Dopo picchetti ai cancelli, blocco di strade e tanto di risoluzione del Parlamento europeo a sostegno della lotta, un accordo i sindacati e la proprietà alla fine lo hanno comunque raggiunto. E prevede – più o meno come aveva chiesto già il 6 gennaio il capo di Ast-Tk Michael Rademacher – la dismissione dei settori giudicati critici («negli ultimi due esercizi commerciali ci sono state perdite per oltre 75 milioni di euro») e la promessa di investire nell’Inox per «evitare che Ast perda l’occasione di rimanere competitiva». Di più, rispetto a gennaio, c’è una cifra solenne su quella promessa – 125 milioni di euro – e l’assicurazione che i 360 operai del magnetico non saranno mandati a casa. Nella dichiarazione di gennaio, in verità, Rademacher parlava anche di aumento dell’occupazione. L’accordo raggiunto ha strappato un impegno nero su bianco: fino al 2009 il numero di operai – 3.100 negli stabilimenti di Terni – non deve diminuire.
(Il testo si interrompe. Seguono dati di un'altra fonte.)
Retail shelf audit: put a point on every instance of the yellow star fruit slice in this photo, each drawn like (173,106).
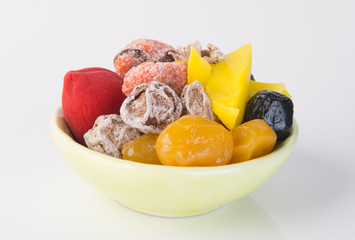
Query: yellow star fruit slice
(198,68)
(255,87)
(228,86)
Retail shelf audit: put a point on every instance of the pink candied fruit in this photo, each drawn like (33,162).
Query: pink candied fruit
(172,74)
(139,51)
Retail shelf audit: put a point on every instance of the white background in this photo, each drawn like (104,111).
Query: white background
(309,45)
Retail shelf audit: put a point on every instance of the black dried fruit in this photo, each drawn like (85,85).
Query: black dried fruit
(274,108)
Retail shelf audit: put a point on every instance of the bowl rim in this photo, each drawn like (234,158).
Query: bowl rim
(58,132)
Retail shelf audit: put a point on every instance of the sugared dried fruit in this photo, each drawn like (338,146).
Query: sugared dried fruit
(251,140)
(194,141)
(87,94)
(139,51)
(109,135)
(151,107)
(274,108)
(172,74)
(142,149)
(196,102)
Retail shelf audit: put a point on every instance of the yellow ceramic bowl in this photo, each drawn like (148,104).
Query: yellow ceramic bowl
(166,190)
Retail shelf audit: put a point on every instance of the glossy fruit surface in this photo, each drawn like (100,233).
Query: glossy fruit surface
(274,108)
(251,140)
(255,87)
(228,87)
(142,149)
(87,94)
(194,141)
(198,68)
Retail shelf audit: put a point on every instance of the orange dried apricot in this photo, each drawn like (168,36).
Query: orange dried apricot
(142,149)
(194,141)
(252,139)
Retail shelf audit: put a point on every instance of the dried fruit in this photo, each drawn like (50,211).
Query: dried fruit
(151,107)
(198,68)
(172,74)
(109,135)
(212,54)
(196,102)
(142,149)
(228,87)
(194,141)
(87,94)
(274,108)
(251,140)
(139,51)
(255,87)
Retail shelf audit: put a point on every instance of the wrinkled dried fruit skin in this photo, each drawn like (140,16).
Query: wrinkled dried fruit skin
(139,51)
(109,134)
(251,140)
(274,108)
(151,107)
(87,94)
(171,74)
(196,102)
(142,149)
(194,141)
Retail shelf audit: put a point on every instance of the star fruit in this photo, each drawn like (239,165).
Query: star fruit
(228,84)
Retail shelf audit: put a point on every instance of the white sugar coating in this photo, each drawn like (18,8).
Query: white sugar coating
(151,107)
(155,50)
(109,135)
(196,102)
(170,73)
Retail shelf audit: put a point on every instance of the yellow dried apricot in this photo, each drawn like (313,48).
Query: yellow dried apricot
(252,139)
(142,149)
(194,141)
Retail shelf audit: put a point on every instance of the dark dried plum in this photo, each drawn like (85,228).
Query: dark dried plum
(274,108)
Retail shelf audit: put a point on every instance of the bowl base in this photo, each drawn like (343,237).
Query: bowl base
(168,213)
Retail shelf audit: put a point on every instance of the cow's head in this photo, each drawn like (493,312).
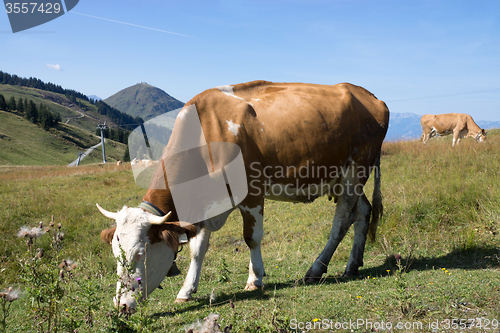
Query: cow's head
(481,137)
(144,246)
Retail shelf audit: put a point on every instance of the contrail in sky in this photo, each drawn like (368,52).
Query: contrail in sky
(133,25)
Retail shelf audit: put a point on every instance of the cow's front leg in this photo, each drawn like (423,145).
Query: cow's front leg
(253,230)
(344,217)
(198,247)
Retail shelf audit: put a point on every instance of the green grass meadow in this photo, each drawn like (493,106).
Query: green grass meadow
(441,216)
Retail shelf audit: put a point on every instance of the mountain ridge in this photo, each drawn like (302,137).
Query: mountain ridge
(143,100)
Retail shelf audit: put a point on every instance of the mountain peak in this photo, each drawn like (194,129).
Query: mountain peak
(143,100)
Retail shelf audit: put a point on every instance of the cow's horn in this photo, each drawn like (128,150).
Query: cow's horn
(106,213)
(153,219)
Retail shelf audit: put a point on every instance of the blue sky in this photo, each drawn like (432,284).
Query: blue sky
(419,56)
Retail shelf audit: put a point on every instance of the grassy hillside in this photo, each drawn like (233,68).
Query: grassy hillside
(23,143)
(143,100)
(70,113)
(442,216)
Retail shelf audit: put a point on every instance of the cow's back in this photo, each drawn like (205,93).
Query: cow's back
(289,123)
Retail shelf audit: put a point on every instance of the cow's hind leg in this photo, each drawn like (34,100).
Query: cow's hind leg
(361,224)
(344,217)
(198,247)
(253,230)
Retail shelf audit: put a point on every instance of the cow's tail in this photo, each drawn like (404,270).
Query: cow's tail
(377,207)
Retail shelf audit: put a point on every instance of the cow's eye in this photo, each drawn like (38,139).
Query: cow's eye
(139,254)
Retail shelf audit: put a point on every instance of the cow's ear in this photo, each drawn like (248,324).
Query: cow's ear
(107,235)
(190,230)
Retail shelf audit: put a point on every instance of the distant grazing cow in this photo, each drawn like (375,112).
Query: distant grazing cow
(460,124)
(298,142)
(142,163)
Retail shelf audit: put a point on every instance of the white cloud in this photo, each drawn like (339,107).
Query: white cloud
(57,67)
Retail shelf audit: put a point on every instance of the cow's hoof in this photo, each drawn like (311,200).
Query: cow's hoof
(351,273)
(310,279)
(182,300)
(252,287)
(312,276)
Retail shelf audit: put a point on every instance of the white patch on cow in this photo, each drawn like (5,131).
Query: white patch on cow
(255,212)
(182,114)
(287,192)
(233,127)
(228,90)
(132,226)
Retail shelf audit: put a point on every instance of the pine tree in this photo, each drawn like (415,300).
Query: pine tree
(20,105)
(3,103)
(11,105)
(32,112)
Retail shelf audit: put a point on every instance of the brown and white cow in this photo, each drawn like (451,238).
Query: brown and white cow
(333,132)
(461,125)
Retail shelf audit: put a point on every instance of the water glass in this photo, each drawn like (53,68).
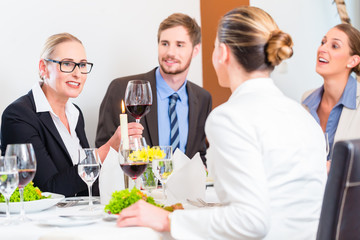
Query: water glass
(163,167)
(9,180)
(89,169)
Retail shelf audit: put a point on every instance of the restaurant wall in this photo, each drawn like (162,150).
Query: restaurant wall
(307,21)
(120,38)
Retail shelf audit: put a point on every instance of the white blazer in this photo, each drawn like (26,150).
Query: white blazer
(349,122)
(267,158)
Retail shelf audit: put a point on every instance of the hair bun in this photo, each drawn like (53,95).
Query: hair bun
(279,47)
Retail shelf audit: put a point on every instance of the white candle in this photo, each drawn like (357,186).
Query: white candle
(124,127)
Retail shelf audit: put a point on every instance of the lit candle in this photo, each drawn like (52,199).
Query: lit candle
(124,127)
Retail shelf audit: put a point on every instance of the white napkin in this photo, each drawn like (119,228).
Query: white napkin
(111,177)
(187,180)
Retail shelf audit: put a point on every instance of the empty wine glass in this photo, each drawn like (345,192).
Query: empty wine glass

Visto come si erano messe le cose, l’intesa soddisfa sindacati e istituzioni locali. Insomma, una vittoria per Terni, se la TK manterrà la parola, ma una sconfitta per l’Italia, pericolosamente esposta all’incrocio dei venti di una ruggente globalizzazione da una parte e una troppo timida politica industriale dall’altra. Si tratta infatti di capire se il “sistema Italia” – neo-colbertismo a parte – giudica positivamente la rinuncia a un settore qualitativamente strategico, tanto che a Terni è sorta ormai da un po’ la facoltà di Ingegneria dei Materiali, legata a doppio filo con Ast per la quale fa ricerca di altissimo livello.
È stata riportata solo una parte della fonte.